Emerging U.S. data confirms trends seen in China and Italy: Rates of serious COVID-related symptoms are higher in those with other medical problems and risk factors, such as diabetes, hypertension, chronic obstructive pulmonary disease, coronary artery disease, cerebrovascular disease, chronic renal disease and smoking. In a U.S. Centers for Disease Control report released on Tuesday, higher percentages of patients with underlying conditions were admitted to the hospital and to an ICU than patients without other health issues.

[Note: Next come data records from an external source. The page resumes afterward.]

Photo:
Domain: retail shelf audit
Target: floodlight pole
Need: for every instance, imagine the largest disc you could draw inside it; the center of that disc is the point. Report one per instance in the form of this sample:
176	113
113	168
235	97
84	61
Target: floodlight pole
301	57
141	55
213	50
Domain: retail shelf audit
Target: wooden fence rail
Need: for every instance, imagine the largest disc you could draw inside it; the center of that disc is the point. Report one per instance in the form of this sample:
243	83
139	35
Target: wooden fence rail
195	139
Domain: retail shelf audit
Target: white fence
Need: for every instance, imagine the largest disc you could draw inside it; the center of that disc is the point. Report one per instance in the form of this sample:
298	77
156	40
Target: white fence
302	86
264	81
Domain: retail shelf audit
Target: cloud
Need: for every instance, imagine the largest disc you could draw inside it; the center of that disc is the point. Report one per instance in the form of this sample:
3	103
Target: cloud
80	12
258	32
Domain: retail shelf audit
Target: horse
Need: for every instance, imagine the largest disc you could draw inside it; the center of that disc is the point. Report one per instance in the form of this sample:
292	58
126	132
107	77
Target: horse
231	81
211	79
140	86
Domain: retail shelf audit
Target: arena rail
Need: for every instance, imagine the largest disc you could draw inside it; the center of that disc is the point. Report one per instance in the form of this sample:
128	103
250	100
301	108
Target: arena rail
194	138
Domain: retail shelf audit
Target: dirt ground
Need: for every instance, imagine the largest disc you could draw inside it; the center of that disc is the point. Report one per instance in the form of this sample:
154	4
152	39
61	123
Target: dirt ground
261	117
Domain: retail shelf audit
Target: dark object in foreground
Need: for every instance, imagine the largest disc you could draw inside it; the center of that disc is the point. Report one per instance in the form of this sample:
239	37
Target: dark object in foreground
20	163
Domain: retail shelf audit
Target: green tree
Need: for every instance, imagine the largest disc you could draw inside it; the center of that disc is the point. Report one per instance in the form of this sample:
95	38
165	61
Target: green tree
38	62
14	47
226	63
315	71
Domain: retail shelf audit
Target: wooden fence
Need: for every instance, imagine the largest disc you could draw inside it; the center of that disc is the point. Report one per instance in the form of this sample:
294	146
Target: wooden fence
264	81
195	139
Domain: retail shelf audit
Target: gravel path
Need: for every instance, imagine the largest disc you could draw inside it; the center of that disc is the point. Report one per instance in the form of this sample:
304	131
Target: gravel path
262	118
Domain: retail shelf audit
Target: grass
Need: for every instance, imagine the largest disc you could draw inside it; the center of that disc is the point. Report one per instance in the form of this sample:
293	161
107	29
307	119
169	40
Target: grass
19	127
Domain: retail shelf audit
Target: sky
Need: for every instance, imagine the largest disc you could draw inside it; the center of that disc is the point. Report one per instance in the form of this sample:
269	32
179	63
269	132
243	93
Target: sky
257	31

There may also be a genetic influence.
“One of the things that we’ve learned from human genetics is that there are extremes at the human phenotype distribution, and pathogen susceptibility is no different,” Stanford geneticist Carlos Bustamante told the journal Science. Stanford is part of a “COVID-19 Host Genetics Initiative,” a Finnish effort to link genetic variants associated with COVID-19 susceptibility and severity.
“There are going to be people who are particularly susceptible, and there are going to be those who are particularly resistant,” he said.
Biologically, what’s going on?
One leading theory is focused on the “doors” of a cell that permit the virus to enter. We know that the virus enters the body through epithelial cells in the respiratory tract. To get inside the cell, the virus uses a “door” — a receptor called ACE-2 (angiotensin converting enzyme 2) — on the cell’s surface.
Individual variations in this receptor could make it harder or easier for the virus to enter, cause infection and burrow deep into the lungs. In some of us, the cell “door” may open easily; in others, it may stay closed.